Les actes les plus répandus sont la facturation de la quittance de loyer entre 0.53 cents et 3 euros/mois, ainsi que les frais d’état des lieux entre 40 et 100€ (qui se doivent d’être gratuits sauf en cas de litige). Ces actes sont totalement interdits par la loi de 2009, et certains administrateurs  n’hésitent pas renommer ces pratiques sous des termes plus larges tels que frais administratifs, frais de chancellerie ou frais annexes.
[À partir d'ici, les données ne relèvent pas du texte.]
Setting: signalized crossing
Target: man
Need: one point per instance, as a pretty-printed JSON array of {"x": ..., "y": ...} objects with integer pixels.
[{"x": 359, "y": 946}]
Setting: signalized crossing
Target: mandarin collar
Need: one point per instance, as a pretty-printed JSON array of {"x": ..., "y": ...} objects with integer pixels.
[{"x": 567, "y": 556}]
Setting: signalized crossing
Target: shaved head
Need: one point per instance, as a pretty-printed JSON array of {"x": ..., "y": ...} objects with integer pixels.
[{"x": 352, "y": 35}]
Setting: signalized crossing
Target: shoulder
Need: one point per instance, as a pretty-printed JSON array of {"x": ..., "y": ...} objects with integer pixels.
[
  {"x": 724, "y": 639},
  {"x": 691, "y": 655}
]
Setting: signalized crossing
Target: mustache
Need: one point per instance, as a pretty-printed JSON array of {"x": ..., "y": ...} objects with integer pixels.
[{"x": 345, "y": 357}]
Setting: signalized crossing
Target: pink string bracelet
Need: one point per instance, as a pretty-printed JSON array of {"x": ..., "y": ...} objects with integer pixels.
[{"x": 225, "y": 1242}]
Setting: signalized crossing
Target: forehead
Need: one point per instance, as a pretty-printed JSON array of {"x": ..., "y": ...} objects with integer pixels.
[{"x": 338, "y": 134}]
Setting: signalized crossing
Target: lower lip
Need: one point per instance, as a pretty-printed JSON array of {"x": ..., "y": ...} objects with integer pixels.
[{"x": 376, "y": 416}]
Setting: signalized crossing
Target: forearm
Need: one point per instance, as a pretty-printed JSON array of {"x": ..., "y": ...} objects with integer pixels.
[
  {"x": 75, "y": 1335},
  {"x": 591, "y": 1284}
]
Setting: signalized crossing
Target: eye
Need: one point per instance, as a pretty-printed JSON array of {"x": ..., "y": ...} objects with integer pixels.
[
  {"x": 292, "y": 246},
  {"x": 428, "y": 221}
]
D’autres actes sont illégaux ou ne doivent pas être payés par le locataire :

  • les frais de relances en cas de retard de paiement de loyer (20€)
  • les frais de clôture de compte en fin de bail (60€)
  • la réévaluation des charges locatives annuelles (34€)
  • la réalisation d’un chèque non-récupérable si le locataire change d’avis (1 mois de loyer hors charge)
  • la baisse des charges et donc du loyer pour appâter le chaland (dans le but d’augmenter ces charges quelques années après).

Voici la liste des mesures, que le CLCV propose pour mettre fin à ces abus de la part des administrateurs de biens :

  • l’obligation d’afficher dans les agences la liste des frais qu’un locataire n’est pas tenu de payer,
  • la mise en place de sanctions disciplinaires et financières à l’encontre des administrateurs de biens facturant à outrance ces actes,
  • l’obligation d’informer le locataire du montant des charges acquittées par son prédécesseur et qu’en l’absence de régularisation annuelle, le bailleur ne puisse invoquer la prescription quinquennale,
  • l’instauration d’un système permettant au dépôt de garantie de produire des intérêts, au bénéfice du locataire, en cas de restitution tardive.